Sunday, January 18, 2009

Control and Thrust Arms

Yesterday I decided to go ahead and put the Control and Thrust arms on the 95 BMW. Since I had done them on the 93 BMW a few months back, I figured it would take me a couple of hours.

There really isn't much to it. I followed the Bentley manual since I hadn't done it for a few months. When I replaced the arms on the 93, I had also removed the struts which made it a longer job. To replace the arms you don't have to remove the struts, you just have to remove the steering plate off of the bottom of the strut housing. Just three bolts for that. I loosened up the through bolts on the ends of the arms that attach to the undercarriage so I could move the arms around a little easier when I was trying to remove the ball joints from the steering plate.

I had purchased a universal ball joint removal tool a couple of months back when I bought some other tools. Here is a picture of the tool I used:

It seemed big and bulky enough to do the job easily. Once I had the steering plate free, I was able to access the ball joints. I was working on the drivers side first and chose to remove the Thrust arm ball joint first.

I installed the tool and started tightening the arm of the tool. I tightened and tightened, but nothing. I tried loosening up the tool, but it felt like it was binding. I ended up using my impact wrench to loosen it. Once I got it off of there, it looked like the threads on the bolt had stretched, they seemed farther apart than they should have. I lubed them with a small amount of grease and tried it again, no luck. I got my propane torch out and heated up the steering plate around the ball joint (that is the way I ended up getting the ones off of the 93). I went back to my pickle fork ball joint remover. After beating on it for what seemed like forever, all I did was bottom out the pickle fork, still didn't release the ball joint. I sprayed some penetrating oil on the stuck ball joint and went to work on the Control arm ball joint. I heated it up first, pounded the pickle fork in and it came right out.

I went back to the Thrust arm, pounded the pickle fork in several more times, heating it up each time, and nothing. My arms were starting to cramp up from swinging the mallet so much. I finally decided to take off the tie rod end that attaches to the steering plate (there are three ball joints on the steering plate, the Thrust and Control arms and tie rod end). I used the special tool I had purchased on it since the Tie Rod end ball joint wasn't damaged at all. The ball joints for the tie rods are quite a bit smaller than the arms. I put the tool on it and tightened it up and "pop" it was off. I was able to remove the steering plate along with the entire Thrust arm still attached. I took it over to my work bench, put it in my vice, heated it up again and then hit the ball joint bolt about 10 times before it popped out.
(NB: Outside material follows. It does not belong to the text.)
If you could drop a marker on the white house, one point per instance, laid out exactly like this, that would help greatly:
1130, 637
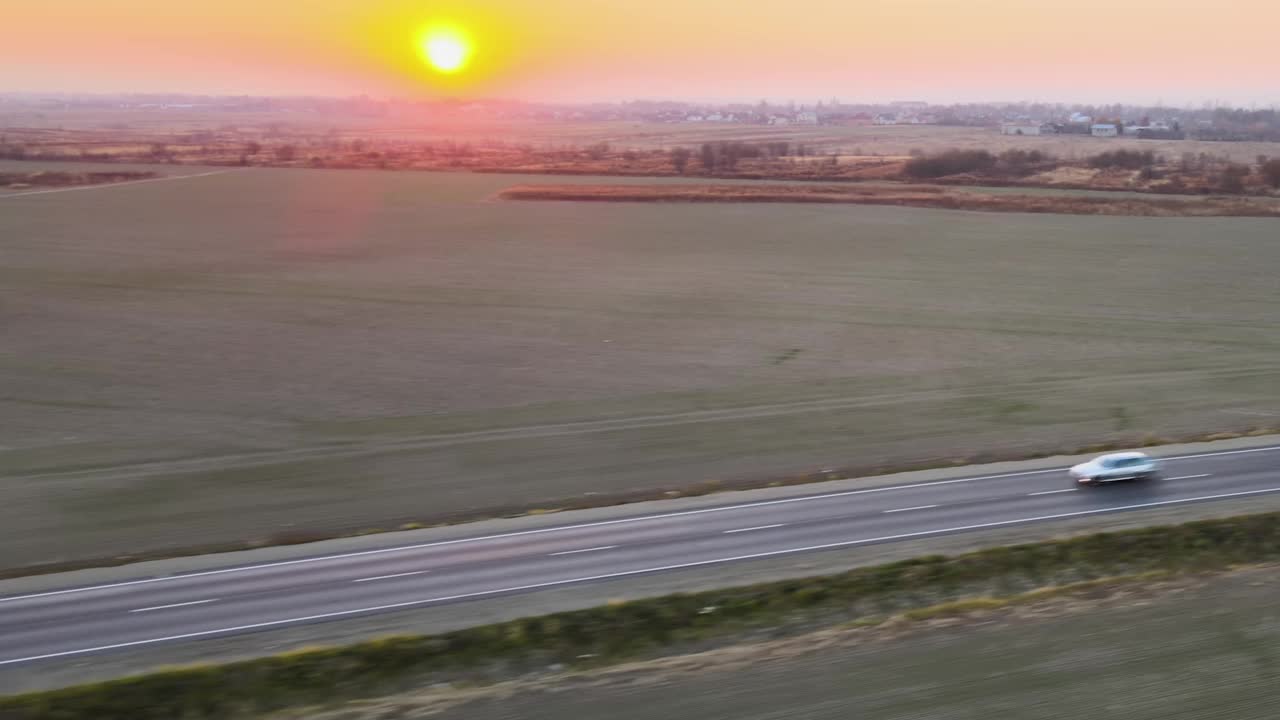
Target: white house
1020, 128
At this point, I was about three hours into a job I thought would take maybe two to three and I hadn't even finished one side yet.

Reassembly went quick, no problems. I started on the other side and it went like the other did. The Control arm ball joint came off quickly, but the Thrust arm was a Bear. I didn't spend as much time on this side before I removed the Tie Rod end from the steering plate. Took everything over to my work bench and this one came out much easier than the other.

Reassembly went a little slower on this side. I had some trouble lining the steering plate back up with the bottom of the strut, but it finally went back together. I followed the Bentley manual and tightened everything back up to specs, even got the right amount of weight in the car before I torqued the through bolts on all of the arms.

The entire job took me about 5 hours. I was pooped when I finished. I cleaned up the garage, went and took a shower and then went out for a test drive. Drives much better now. It felt a bit sloppy in some turns before and you could feel it sort of shift forward when you would come to a stop. That's all gone, a much more solid ride.